If you look at the block of code labeled "graph titles" you will notice that only the cos graph has a subtitle. That's OK. Stata won't kick up a fuss if you invoke a missing subtitle. That is what I do in the line marked with the in-line comment "note 3".

Now all I need to do is assemble these pieces into full graph commands. Notice the line below the comment "draw retention graph": all of your graph command, with options and everything, fits into that little `retention_graph' local. Of course the point is not to hide your command away. It's to make the chunks available for editing in blocks that make sense. If you need to change the title of a graph, it's easier to look for it in a block of local definitions clearly labeled // graph titles than it would be to go fishing for it inside big messy graph commands. But the bigger gain is that you get to re-use common chunks: everything in the block labeled "generic graph settings" needs to be changed only in one place and applies everywhere, and even some of the "specific graph settings" can be thought of that way.

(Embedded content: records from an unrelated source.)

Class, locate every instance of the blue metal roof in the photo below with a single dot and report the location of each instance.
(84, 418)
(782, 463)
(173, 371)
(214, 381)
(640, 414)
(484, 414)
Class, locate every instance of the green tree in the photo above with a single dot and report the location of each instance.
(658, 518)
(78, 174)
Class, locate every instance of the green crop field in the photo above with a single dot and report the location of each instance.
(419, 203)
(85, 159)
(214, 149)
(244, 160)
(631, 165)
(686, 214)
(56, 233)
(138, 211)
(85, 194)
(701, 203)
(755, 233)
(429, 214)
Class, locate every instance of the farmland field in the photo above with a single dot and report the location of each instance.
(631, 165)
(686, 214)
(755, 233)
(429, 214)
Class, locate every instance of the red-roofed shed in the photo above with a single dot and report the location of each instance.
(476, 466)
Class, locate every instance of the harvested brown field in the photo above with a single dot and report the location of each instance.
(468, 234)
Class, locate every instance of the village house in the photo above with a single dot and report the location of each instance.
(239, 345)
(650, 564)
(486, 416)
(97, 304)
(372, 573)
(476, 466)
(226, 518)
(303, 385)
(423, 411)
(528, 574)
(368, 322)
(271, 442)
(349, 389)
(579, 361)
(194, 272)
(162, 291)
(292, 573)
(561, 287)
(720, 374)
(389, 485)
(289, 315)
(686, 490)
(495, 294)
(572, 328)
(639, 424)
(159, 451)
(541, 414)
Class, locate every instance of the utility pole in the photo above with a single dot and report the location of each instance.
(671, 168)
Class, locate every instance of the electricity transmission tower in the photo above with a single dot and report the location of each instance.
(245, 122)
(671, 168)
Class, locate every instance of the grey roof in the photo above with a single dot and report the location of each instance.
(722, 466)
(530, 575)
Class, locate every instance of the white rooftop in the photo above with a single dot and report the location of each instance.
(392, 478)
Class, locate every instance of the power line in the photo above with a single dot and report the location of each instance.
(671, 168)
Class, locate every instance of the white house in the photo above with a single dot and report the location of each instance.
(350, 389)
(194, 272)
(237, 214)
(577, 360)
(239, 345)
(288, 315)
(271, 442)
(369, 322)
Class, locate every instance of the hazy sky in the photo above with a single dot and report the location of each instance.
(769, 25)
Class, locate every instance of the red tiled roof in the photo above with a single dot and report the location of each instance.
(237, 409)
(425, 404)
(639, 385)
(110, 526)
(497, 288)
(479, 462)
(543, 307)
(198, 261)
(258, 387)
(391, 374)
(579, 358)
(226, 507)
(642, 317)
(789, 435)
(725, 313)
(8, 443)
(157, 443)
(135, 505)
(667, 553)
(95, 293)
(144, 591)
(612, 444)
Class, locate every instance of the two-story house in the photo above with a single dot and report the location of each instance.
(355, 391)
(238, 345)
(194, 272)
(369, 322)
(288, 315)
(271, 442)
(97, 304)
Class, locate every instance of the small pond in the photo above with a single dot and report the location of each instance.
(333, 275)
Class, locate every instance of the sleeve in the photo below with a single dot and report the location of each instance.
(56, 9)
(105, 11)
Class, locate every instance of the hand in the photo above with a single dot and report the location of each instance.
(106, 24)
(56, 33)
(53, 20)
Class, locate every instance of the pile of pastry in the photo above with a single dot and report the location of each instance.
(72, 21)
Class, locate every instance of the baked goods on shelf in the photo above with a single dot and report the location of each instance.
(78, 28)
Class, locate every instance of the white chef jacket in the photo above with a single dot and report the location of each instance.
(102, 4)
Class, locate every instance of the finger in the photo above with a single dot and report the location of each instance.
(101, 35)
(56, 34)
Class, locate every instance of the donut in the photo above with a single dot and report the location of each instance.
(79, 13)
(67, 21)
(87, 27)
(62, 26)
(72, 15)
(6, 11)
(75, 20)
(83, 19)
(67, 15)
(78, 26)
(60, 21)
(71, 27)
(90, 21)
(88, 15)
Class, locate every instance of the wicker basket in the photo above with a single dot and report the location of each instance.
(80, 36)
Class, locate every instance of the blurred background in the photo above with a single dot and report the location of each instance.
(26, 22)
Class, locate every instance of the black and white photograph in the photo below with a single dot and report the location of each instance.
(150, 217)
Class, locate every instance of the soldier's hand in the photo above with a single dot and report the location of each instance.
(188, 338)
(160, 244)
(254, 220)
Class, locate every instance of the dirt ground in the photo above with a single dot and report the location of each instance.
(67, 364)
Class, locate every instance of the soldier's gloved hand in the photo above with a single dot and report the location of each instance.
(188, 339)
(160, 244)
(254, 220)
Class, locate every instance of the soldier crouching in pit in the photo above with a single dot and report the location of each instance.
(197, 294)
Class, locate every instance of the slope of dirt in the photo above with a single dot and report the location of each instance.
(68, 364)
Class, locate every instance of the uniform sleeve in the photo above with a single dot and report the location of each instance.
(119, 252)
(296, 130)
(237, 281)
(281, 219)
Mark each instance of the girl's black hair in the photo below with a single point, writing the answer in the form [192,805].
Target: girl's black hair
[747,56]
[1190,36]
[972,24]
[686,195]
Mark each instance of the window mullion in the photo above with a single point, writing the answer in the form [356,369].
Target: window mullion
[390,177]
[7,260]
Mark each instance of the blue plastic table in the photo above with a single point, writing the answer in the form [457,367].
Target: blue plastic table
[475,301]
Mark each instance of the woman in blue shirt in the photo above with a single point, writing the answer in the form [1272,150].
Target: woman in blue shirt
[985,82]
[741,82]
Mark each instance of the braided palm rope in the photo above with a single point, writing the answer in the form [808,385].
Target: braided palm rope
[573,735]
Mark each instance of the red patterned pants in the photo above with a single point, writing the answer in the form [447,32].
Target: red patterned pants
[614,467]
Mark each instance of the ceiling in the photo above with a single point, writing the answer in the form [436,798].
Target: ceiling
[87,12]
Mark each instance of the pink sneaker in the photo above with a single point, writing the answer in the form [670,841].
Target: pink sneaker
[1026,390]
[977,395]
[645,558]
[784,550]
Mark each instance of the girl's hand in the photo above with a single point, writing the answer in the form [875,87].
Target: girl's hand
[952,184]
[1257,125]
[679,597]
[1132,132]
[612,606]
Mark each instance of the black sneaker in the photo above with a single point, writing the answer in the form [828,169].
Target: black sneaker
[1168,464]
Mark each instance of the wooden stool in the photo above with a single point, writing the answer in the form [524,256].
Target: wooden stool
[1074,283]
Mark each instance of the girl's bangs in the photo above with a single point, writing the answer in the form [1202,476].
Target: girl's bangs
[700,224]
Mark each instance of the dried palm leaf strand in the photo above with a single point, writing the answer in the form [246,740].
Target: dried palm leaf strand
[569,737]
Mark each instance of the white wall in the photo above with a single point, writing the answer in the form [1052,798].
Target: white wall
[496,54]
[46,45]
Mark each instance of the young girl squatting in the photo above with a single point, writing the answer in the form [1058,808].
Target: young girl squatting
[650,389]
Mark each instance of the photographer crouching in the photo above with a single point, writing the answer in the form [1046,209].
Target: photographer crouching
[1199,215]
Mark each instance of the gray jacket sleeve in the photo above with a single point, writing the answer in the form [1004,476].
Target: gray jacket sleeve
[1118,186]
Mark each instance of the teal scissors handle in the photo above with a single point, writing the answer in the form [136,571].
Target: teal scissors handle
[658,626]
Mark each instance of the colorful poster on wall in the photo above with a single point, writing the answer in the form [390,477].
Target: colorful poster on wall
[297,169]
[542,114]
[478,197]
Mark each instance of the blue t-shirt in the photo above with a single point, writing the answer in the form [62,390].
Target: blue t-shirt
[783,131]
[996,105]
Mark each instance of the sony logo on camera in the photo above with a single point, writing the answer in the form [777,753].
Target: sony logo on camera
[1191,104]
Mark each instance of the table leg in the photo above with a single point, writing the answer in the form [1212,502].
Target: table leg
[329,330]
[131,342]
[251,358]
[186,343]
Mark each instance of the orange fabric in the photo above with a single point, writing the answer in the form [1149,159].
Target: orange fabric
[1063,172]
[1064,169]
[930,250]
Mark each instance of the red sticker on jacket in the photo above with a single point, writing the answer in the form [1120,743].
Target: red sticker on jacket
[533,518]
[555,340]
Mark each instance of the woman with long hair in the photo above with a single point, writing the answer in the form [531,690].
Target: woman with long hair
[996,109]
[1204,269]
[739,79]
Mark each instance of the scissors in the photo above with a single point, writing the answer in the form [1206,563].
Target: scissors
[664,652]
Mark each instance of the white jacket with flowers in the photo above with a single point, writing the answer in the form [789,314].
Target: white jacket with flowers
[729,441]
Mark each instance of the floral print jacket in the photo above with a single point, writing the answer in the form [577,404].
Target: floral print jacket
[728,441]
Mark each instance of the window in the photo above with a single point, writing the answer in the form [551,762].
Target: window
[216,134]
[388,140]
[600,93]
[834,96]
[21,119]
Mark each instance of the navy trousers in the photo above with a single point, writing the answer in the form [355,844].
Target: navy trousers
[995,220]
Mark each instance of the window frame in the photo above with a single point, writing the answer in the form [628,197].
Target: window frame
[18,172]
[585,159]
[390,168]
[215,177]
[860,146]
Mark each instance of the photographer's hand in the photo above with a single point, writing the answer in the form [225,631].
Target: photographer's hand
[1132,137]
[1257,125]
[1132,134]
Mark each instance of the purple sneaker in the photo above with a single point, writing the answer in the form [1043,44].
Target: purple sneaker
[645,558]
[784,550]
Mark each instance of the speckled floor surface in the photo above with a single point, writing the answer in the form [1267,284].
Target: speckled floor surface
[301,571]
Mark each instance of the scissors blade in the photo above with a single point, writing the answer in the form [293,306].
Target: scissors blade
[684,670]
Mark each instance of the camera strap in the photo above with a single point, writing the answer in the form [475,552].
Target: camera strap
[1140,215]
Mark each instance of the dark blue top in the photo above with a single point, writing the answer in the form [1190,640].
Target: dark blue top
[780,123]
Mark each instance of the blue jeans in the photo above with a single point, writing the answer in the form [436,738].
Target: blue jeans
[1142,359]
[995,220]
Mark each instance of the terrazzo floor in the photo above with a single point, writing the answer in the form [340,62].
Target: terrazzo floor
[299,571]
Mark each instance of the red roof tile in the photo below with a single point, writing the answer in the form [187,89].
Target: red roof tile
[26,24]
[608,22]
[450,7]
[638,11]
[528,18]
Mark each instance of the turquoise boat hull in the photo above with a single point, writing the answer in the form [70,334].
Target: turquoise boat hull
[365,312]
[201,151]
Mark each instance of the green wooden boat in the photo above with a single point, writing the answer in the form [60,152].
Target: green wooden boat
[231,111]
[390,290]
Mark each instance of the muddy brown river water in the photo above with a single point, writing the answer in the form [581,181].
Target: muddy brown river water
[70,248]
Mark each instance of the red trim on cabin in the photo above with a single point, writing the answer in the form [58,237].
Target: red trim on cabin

Of course, you don't want to go through this exercise in abstraction for every occasional graph. This stuff is strictly for mass production. You've got to be able to justify to the client a fixed cost of this size.

2 Responses to “Another use for local macros: Stata graphs”

  1. Penelope Keyl writes:

    Thanks for this. I am an epidemiologist looking for a way to "fine tune" the titles in a series of life table graphs produced inside nested for each... as follows.
    foreach outcome in ... (list of 14 vars!) {
    foreach independent_variable in (list of 8 vars!) {
    ltable... , graph
    }
    }
    Currently I've got the title to show variable names but that is not detailed enough, and of course contains lots of underscores !! I can apply your ideas to create something better looking. Thanks again for sharing and also for providing the code for your specific example. Much appreciated.

  2. Gabi Huiber writes:

    I'm glad you found it useful. I had forgotten about this entry and the job that prompted it, and your note made me re-read it. The thing looks rather arcane without that context. Some posts seem made for the one reader who comes to them with a problem already in mind, and that problem just happens to fit.